Glutamate is the other chemical that keeps on working away when you consume caffeine. As another primary neurotransmitter, glutamate works to create a long-lasting signal between neurons. It’s a super powerful cognitive chemical that helps major functions like learning and memory, and because it’s allowed to work overtime when caffeine is introduced into your body, you’re more likely to use reservoirs of it up quickly.
Stronger and longer lasting signals between neurotransmitters in the brain means you’re more likely to make connections between pre-existing ideas (which is all that creativity is). So yes, caffeine certainly can help you to think creatively.
Unfortunately the results are short-lived and not always worthwhile.

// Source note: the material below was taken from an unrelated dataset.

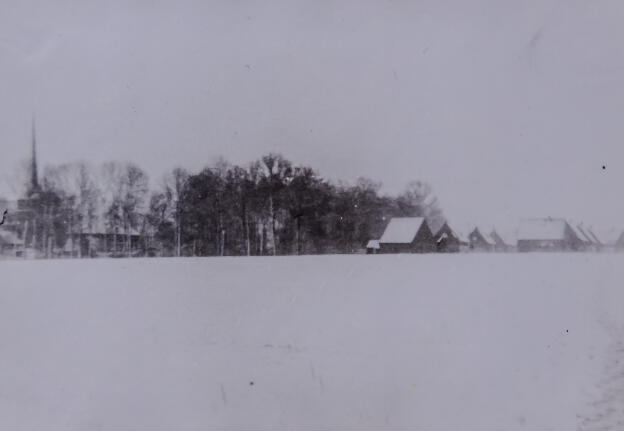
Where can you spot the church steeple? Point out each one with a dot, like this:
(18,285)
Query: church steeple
(34,177)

Sapping your energy reserves with caffeine can leave you stuck in a cycle of tricking your body into thinking it doesn’t need to rest, then experiencing a heavy loss of energy, trying to make up for it with more caffeine, and on and on.
When the adenosine receptors that caffeine blocks suddenly free up, and real adenosine finally gets through, that’s when people typically feel a big “down” that kills productivity and, more importantly, creativity.
So, if you’re looking for a quick boost in productivity and creative thinking, a cup of coffee can certainly help you out. But if you’re the type of person who has a regular cup or two (or twelve) every day, you’re burning on fuel your body doesn’t really have and you’re going to be in a fight for good ideas.
Caffeine can certainly help you think, but only if you consume it once every 10 days or so (a good half life for the affects it has on your body).
So have a cup or don’t, just remember what’s happening to your body when you do.